Wirklich substanzstarke Informationen, die dem Anleger einen Wissensvorsprung gegenüber anderen Usern verschaffen, so sie nur richtig ausgewertet oder interpretiert werden, gibt es aber nur sehr vereinzelt. Eine Quelle, die bei mir immer wieder begeistertes Staunen auslöst, ist die Bundesanstalt für Finanzdienstleistungsaufsicht, deren Namens-Kurzform sich auch in der Internetadresse www.bafin.de widerspiegelt. Insbesondere die Seite mit den sogenannten Directors’ Dealings birgt eine wahre Fundgrube interessanter Börseninformationen.
Aufgrund gesetzlicher Bestimmungen sind nämlich die Organe einer Aktiengesellschaft, also etwa Vorstandsmitglieder oder Aufsichtsräte wie auch Personen aus deren Umfeld, verpflichtet, sowohl Käufe als auch Verkäufe von Aktien „ihres“ Unternehmens im Internet zu veröffentlichen, und zwar zeitnah.
Das Erstaunliche (oder auch nicht) zeigt sich einfach darin, dass in der Vergangenheit dieser Personenkreis ganz gut die Zukunftsaussichten seines Unternehmens einschätzen konnte. Damit ist natürlich ein „Feeling“ verbunden, ob der derzeitige Börsenkurs zu hoch oder zu niedrig ist, ansonsten würden ja diese Transaktionen gerade nicht stattfinden, von anderen Motiven wie Steuerzahlungen oder Erbschaftsauseinandersetzungen einmal abgesehen.
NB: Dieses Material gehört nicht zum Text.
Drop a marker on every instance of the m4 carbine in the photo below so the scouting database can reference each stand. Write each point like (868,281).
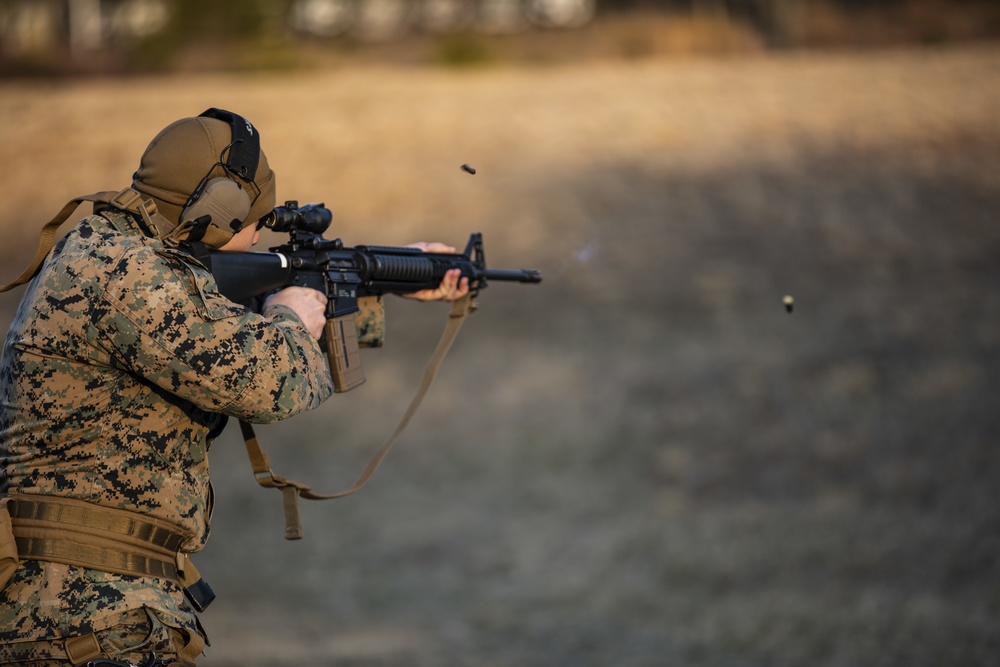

Wer also auf das Agieren dieser Top-Manager genau achtet, kann seismografisch die Aussichten der kommenden Börsenmonate besser abschätzen, als er es jemals mit dem Studium von Hunderten Analystenempfehlungen hinbekäme. Sehr aufschlussreich ist der momentane Trend. Während viele Bankexperten immer noch optimistisch für Aktien sind, ist der Indikator der „Directors’ Dealings“ schon klar negativ, will heißen, immer mehr „Insider“ stoßen Aktien ab, Käufe gibt es dagegen nur vereinzelt. Das bedeutet für die Kurse der nächsten Zeit nichts Gutes. Wer schlau ist, richtet sich auf diese unübersehbaren Warnzeichen ein.